Improving drillability of wrought and AM Ti6Al4V through environmentally friendly soybean oil-based nanofluids

In the last few years, the laws of materials machining under the flood conditions have become stricter due to environment and human health concern. For this reason, with the aim of enhancing the sustainability of the process while maintaining the cooling and lubrication properties, the use of vegetable oil-based metalworking fluids has been developed alongside Minimum Quantity Lubrication technology. In this thesis the results of the analyses of Tungsten Carbides (WC) tool wear in drilling, under pure soybean vegetable oil MQL and 0,1% w/w alumina soybean based nanofluid MQL, Ti6Al4V obtained through EBM (Electron Beam Melting) and conventional methods are reported and discussed.

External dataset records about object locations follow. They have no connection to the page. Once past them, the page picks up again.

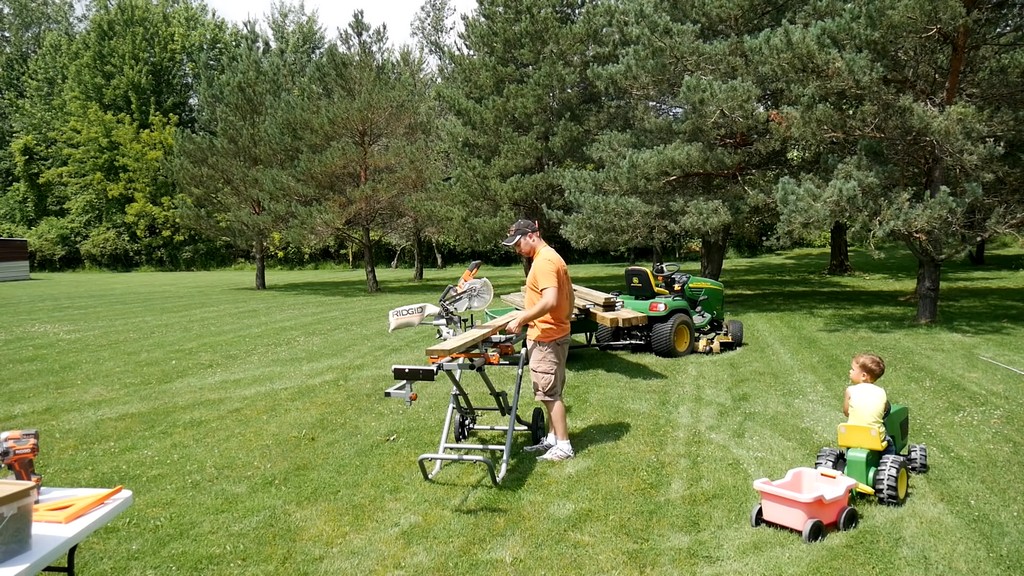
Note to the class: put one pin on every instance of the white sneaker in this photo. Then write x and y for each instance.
(557, 453)
(543, 446)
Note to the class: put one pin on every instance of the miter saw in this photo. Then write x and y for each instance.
(470, 294)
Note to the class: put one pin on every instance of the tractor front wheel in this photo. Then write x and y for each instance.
(735, 328)
(919, 458)
(892, 481)
(673, 337)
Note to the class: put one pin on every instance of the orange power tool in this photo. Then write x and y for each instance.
(17, 451)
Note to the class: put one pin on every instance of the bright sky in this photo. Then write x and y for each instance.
(397, 14)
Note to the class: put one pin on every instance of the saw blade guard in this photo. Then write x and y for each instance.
(475, 295)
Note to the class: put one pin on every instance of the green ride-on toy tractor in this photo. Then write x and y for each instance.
(684, 314)
(860, 456)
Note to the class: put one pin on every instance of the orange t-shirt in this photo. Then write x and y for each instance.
(549, 271)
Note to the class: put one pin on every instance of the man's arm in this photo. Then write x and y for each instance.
(549, 297)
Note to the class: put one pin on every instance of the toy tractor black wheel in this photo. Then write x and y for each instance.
(892, 481)
(847, 519)
(537, 427)
(463, 425)
(814, 531)
(757, 516)
(735, 328)
(832, 458)
(605, 335)
(919, 458)
(673, 337)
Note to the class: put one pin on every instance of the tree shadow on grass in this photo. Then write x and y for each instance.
(428, 291)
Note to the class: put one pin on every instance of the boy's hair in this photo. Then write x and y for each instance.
(871, 365)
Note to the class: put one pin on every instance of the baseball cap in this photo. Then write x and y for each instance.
(518, 230)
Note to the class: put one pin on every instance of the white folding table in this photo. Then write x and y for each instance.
(50, 541)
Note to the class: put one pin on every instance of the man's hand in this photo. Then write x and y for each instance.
(515, 326)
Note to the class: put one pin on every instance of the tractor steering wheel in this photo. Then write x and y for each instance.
(666, 269)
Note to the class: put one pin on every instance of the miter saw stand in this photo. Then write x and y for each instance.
(463, 415)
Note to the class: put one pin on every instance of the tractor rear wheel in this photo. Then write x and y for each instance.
(892, 481)
(919, 458)
(735, 328)
(832, 458)
(673, 337)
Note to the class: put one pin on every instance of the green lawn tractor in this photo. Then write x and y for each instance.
(860, 456)
(684, 314)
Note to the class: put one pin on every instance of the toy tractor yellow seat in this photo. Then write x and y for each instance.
(640, 284)
(860, 457)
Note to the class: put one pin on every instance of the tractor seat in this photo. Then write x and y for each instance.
(857, 436)
(640, 284)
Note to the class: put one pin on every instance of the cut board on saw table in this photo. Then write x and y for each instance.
(591, 303)
(470, 337)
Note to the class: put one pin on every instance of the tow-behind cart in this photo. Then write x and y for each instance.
(466, 350)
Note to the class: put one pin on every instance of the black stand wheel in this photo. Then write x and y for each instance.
(848, 519)
(463, 424)
(919, 458)
(757, 516)
(814, 531)
(538, 429)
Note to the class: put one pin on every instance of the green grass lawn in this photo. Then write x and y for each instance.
(253, 428)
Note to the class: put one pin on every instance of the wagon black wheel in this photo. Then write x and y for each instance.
(537, 427)
(757, 516)
(848, 519)
(919, 458)
(814, 531)
(832, 458)
(673, 337)
(892, 481)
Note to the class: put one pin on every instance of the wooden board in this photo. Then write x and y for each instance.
(617, 318)
(597, 297)
(470, 337)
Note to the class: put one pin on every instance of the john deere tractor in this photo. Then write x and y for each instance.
(685, 314)
(861, 456)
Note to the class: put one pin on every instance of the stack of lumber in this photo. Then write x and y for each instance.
(599, 306)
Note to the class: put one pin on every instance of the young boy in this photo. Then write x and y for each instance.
(865, 402)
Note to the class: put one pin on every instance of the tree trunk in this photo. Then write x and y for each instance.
(438, 256)
(417, 257)
(839, 259)
(259, 251)
(712, 256)
(977, 256)
(368, 261)
(929, 273)
(397, 254)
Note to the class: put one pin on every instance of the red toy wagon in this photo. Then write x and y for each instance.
(806, 500)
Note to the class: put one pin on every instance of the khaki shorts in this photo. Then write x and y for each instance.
(547, 367)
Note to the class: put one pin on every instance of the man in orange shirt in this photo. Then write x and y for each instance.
(548, 304)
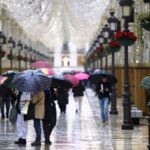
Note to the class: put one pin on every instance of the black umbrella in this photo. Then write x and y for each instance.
(60, 81)
(31, 81)
(96, 77)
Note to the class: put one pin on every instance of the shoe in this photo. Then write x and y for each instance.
(48, 142)
(36, 143)
(106, 123)
(21, 141)
(77, 111)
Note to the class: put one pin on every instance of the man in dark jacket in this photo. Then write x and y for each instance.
(103, 90)
(78, 93)
(49, 120)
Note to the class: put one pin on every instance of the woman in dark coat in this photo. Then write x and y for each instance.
(62, 98)
(78, 93)
(49, 120)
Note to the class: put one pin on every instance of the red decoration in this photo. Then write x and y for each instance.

Moreover, the variation of the cutting force was measured, compared among the working environments and correlated to the tool wear analysis. Afterwards, the holes quality was determined in terms of surface roughness estimation. For nanofluid minimum quantity lubrication (NFMQL) the addition of a surfactant and two steps methodology preparation were selected to increase the nanoparticles dispersion and fluid homogenization. Then, NPs morphology and dispersion analysis test were performed. At the end, both fluids were characterized in terms of specific heat capacity through Differential Scanning Calorimetry Method.